In the endpoint function driver (‘pci-epf-nv-test.c’ located in L4T kernel source code (kernel/nvidia/drivers/pci/endpoint/functions directory), necessary codes have been added in order to allocated 256Mo dma memory with dma_alloc_coherent.
Informations of memory allocated with dma_alloc_coherent are exported and used by another pcie driver. In this second driver, dma_mmap_coherent is used to map the memory allocated with dma_alloc_coherent in the ‘pci-epf-nv-test.c’ driver. Then user can access to this memory by calling mmap on the character device created by the second driver.
All work fine, a user application can read and write to/from this mmapped memory. However, copy 256MB from this mmapped memory to a local buffer (allocated with malloc for exemple) has real poor performance (around 78MB/s). Writing from a local buffer (allocated with malloc) to the mmapped memory has also poor performance (around 1.5GB/s). Performance of a copying between two locals buffers is around 6GB/s.

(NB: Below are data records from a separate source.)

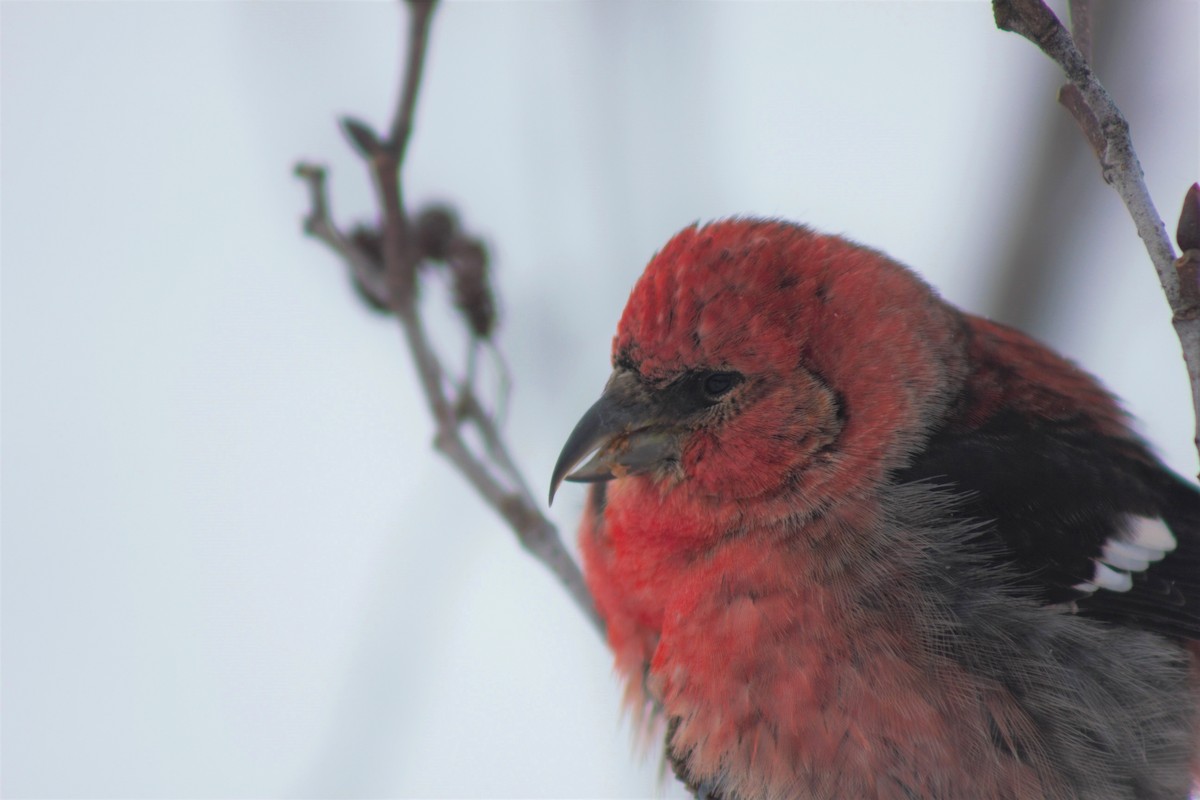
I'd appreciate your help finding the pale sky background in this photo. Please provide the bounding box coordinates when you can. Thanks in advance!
[0,0,1200,798]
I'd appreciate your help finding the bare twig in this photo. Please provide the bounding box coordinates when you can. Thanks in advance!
[992,0,1200,462]
[1067,0,1092,64]
[296,0,604,633]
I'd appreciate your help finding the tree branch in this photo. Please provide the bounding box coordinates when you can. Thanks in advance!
[992,0,1200,462]
[295,0,604,634]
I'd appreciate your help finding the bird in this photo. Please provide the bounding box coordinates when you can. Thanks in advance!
[550,217,1200,800]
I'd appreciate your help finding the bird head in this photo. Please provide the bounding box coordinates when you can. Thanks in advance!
[551,218,965,515]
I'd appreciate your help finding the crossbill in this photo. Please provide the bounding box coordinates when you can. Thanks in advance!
[551,218,1200,800]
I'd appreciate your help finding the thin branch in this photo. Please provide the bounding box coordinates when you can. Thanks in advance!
[1068,0,1092,64]
[295,163,388,306]
[388,0,434,163]
[992,0,1200,462]
[296,0,604,634]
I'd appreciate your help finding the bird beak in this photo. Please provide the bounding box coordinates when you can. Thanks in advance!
[550,369,679,503]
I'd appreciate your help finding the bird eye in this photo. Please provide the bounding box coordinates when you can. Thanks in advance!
[703,372,742,399]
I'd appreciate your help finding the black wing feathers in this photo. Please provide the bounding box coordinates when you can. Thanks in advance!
[894,414,1200,638]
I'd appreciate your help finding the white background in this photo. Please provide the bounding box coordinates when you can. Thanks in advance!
[0,0,1200,798]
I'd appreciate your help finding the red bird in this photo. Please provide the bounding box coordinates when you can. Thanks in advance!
[551,219,1200,800]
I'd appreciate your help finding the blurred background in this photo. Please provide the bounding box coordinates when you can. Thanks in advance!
[0,0,1200,798]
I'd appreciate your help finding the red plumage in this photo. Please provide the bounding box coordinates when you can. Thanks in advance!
[554,219,1200,799]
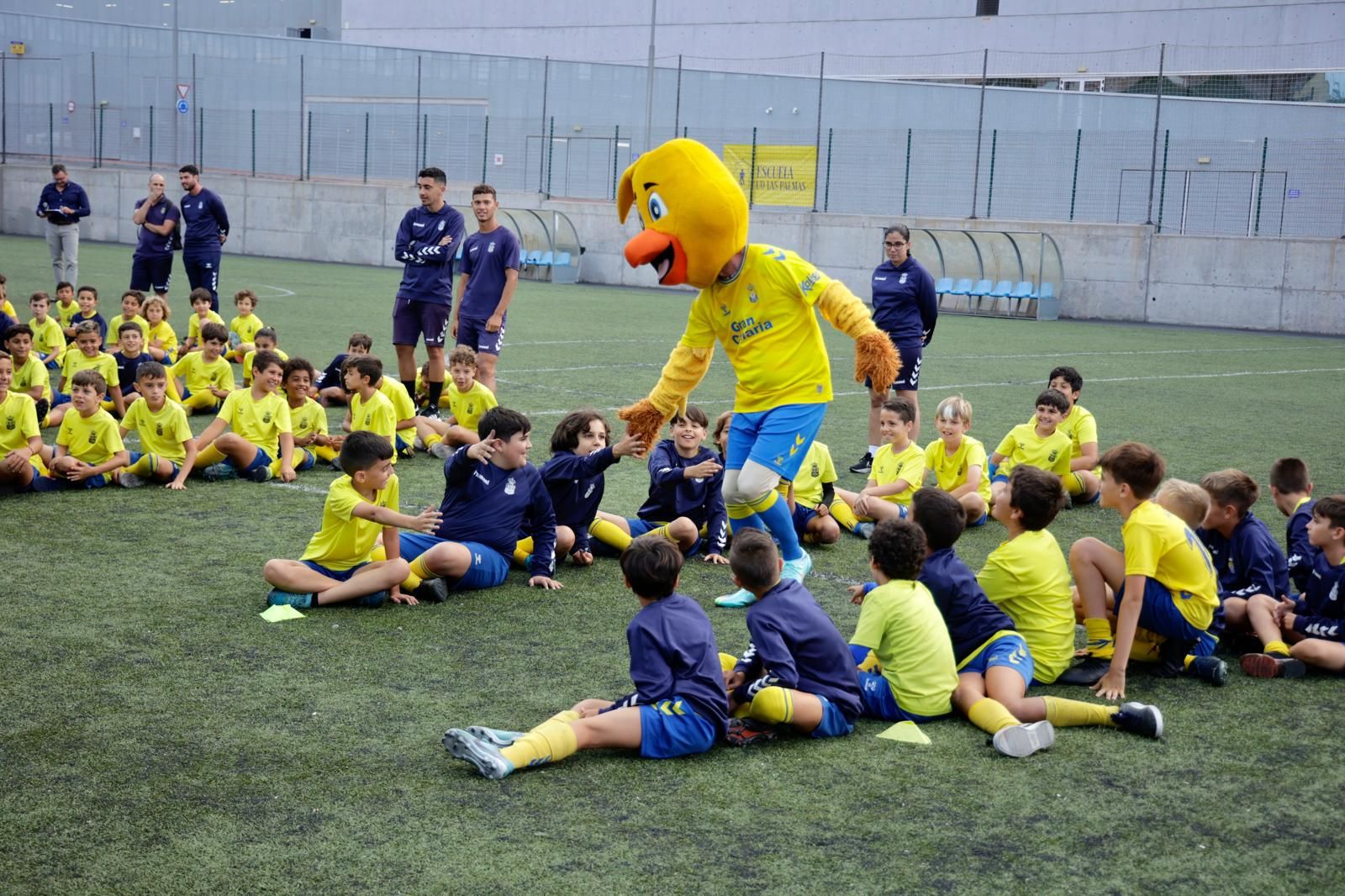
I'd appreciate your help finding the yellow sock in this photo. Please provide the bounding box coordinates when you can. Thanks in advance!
[589,518,630,551]
[500,721,578,768]
[830,498,859,531]
[1266,640,1289,656]
[514,538,533,567]
[1042,697,1116,728]
[967,697,1020,735]
[748,686,794,725]
[1084,619,1116,659]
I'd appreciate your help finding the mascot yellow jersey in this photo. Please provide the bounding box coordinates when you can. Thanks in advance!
[682,245,831,413]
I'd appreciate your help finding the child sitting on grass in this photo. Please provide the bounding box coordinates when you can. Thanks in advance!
[444,538,729,779]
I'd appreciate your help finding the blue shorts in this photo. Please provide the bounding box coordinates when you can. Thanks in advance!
[298,560,368,581]
[794,504,818,538]
[399,531,509,591]
[810,694,854,737]
[863,339,924,392]
[639,696,720,759]
[457,315,509,358]
[126,451,182,480]
[957,632,1036,688]
[1116,567,1219,656]
[859,672,939,723]
[724,403,827,479]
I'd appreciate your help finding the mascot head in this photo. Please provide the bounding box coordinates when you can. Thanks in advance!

How can I improve the performance of reading/writing to/from the mmaped memory ?
Can you please try using dma_alloc_coherent() with dma_alloc_writecombined() and perform an explicit dsb() before letting the data accessed by the userspace code?
Apologies for the delay, we have just returned from a long weekend.
I’m not sure to understand well : I must replace dma_alloc_coherent() by dma_alloc_writecombined() ?
And how can I perform an explicit dsb() ? (dsb() in defined in which file ?). I tried to find on Google, but I don’t found any clear response. Thanks
With dma_alloc_writecombined and subsequent call to dsb(sy) will improve the write performance only.
Another option -
In pci device dt node, add ‘dma-coherent’ property. As Xavier is io-coherent soc, no need to of cache operation if this property is set in dt node.
Did you enable IOMMU for PCI device?